Die Auster
Eine traurige Geschichte
Ein Hering liebt‘ eine Auster
Im kühlen Meeresgrund;
Es war sein Dichten und sein Trachten
Ein Kuss von ihrem Mund.
Die Auster, die war spröde,
Sie blieb in ihrem Haus;
Ob der Hering sang und seufzte,
Sie schaute nicht heraus.
Nur eines Tags erschloss sie
Ihr duftig Schalenpaar;
Sie wollt im Meeresspiegel
Beschauen ihr Antlitz klar.
Schnell kam der Hering geschwommen,
Streckt seinen Kopf herein
Und dacht an einem Kusse
In Ehren sich zu freun!
O Harung, armer Harung,
Wie schwer bist du blamiert!
– Sie schloss in Wut die Schalen,
Da war er guillotiniert.
Jetzt schwamm sein toter Leichnam
Wehmütig im grünen Meer
Und dacht: „In meinem Leben
Lieb ich keine Auster mehr!“
Joseph Viktor von Scheffel (1826-1886)
Wohl jeder von uns kennt Situationen, in denen es ihm so ging wie dem Hering. Da haben wir uns genähert und zack! war der Kopf ab. Ich vermute aber auch, wir alle tragen auch ein Stück weit die Auster in uns. Die dicke, mit Perlmutt ausgekleidete Schale schützt ein empfindsames Wesen. Die Schale haben wir uns angeeignet, weil sie die beste Strategie erschien um unser verletzliches Inneres in Sicherheit zu bringen.
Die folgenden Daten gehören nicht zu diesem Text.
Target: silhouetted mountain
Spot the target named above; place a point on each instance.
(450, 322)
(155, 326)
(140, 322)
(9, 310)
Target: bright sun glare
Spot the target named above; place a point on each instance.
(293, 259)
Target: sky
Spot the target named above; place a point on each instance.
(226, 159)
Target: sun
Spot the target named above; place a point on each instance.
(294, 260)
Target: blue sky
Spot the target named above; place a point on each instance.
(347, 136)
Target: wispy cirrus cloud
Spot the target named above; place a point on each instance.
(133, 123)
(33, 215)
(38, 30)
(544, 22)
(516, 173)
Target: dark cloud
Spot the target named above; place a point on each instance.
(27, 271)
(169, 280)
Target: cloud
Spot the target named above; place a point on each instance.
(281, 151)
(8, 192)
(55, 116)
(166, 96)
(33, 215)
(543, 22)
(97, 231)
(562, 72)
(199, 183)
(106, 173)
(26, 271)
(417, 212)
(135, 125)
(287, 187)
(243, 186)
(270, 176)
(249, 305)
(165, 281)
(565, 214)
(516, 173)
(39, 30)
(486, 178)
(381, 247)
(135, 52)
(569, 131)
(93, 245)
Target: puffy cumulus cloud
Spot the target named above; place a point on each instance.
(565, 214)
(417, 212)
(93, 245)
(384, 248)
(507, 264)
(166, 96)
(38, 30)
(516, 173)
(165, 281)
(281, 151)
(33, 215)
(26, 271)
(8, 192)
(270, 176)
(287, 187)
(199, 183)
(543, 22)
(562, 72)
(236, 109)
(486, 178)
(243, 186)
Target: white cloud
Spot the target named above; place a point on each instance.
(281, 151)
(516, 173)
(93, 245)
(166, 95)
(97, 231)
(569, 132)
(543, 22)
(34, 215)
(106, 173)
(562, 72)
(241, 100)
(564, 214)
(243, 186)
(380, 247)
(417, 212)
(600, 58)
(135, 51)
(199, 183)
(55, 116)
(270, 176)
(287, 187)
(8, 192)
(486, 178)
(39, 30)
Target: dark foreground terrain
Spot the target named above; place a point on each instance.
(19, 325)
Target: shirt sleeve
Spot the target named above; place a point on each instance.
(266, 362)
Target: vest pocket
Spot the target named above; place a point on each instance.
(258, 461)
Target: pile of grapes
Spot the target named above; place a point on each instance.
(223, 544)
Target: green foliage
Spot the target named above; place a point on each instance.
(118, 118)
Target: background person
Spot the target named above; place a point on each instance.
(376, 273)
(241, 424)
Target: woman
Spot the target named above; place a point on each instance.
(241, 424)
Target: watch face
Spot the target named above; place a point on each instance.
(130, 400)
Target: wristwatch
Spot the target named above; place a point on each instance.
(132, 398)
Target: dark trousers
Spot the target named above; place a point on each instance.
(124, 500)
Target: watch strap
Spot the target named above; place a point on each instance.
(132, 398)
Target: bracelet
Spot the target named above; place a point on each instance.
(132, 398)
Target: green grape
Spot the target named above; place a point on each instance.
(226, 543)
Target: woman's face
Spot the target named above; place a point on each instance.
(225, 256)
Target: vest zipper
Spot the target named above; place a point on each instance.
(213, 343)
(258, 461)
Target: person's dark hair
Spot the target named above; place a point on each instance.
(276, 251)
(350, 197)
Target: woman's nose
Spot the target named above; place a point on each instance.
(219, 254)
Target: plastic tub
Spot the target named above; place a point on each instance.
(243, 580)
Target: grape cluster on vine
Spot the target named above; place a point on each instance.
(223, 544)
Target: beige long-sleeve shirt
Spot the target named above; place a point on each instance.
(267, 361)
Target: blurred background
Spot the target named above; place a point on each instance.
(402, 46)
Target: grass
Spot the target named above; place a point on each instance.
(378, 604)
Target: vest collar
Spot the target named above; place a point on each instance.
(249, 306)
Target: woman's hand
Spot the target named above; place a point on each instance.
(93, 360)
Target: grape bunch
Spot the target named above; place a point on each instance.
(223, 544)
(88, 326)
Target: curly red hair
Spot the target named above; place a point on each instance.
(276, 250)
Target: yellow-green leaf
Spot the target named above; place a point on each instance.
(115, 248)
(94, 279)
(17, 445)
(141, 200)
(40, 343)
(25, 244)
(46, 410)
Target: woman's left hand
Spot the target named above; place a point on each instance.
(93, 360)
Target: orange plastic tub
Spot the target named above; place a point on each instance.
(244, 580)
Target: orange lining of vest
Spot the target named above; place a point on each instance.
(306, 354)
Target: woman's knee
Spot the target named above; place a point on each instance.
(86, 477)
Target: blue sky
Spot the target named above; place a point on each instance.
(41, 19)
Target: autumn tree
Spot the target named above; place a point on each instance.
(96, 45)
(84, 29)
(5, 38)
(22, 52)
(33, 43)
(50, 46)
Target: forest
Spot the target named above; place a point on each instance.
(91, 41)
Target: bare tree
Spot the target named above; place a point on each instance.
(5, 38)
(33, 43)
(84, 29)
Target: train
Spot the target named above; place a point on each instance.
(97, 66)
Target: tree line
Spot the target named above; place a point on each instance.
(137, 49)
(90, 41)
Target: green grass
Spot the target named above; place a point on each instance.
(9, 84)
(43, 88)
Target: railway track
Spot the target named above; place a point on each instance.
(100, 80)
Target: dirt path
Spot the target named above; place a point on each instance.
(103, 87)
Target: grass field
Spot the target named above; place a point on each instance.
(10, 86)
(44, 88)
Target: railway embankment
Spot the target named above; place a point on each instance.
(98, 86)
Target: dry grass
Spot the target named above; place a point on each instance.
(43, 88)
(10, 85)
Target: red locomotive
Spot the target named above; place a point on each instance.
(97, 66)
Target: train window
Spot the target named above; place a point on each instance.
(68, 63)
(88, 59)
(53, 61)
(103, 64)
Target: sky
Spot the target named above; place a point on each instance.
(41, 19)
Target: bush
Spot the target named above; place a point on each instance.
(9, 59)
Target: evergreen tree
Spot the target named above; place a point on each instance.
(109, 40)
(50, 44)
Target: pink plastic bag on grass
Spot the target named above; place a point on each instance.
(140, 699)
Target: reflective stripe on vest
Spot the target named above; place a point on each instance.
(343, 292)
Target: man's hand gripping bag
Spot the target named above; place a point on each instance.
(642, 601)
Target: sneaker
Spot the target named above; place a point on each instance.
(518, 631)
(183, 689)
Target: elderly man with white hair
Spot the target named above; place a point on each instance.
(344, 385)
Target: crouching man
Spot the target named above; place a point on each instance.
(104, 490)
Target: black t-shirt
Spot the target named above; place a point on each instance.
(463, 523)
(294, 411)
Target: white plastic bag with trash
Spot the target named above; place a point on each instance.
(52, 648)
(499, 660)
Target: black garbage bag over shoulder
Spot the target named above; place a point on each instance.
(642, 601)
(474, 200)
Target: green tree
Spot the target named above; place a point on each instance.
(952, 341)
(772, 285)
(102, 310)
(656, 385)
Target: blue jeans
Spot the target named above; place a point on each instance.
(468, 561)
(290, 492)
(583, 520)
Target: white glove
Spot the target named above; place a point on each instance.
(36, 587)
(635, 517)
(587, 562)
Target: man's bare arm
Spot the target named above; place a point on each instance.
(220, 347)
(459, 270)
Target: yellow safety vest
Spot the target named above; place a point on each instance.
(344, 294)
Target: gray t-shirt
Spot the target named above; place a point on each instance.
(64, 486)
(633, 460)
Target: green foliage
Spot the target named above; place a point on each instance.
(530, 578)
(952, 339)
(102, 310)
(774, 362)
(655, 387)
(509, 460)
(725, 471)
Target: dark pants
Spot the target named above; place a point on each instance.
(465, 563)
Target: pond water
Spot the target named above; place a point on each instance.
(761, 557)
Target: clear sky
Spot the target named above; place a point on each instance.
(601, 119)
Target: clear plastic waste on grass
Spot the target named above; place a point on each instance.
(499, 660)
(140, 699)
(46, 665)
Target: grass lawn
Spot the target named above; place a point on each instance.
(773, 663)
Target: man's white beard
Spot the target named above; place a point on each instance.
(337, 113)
Dieser Schutzpanzer stammt aus der Zeit der emotionalen Sklaverei. In dieser Epoche glaubten wir, wir seien für das Wohl und Wehe anderer Menschen verantwortlich, und andere Menschen könnten uns mit dem, was sie sagen, verletzten.
In der Gewaltfreien Kommunikation lernen wir, dass uns nur unsere eigenen Gedanken verletzen können. Und wir lernen, dass das Nein unseres Gegenübers das Ja zu etwas anderem ist. Wir lernen, dass es so etwas wie Zurückweisung, Verarsche, angegriffen oder beleidigt werden nicht gibt. Wir lernen, Sorge zu tragen für unsere emotionale Sicherheit und wir lernen, uns für die Erfüllung unserer Bedürfnisse einzusetzen. Und je besser uns das gelingt, desto weniger brauchen wir unsere Austernschalen.
Heute will ich beobachten, wann meine Austernschalen zuklappen wollen. Ich werde dem nachspüren, was meinen Sicherheitsmechanismus aktiviert hat und herausfinden, welche Bedürfnisse dabei unerfüllt sind.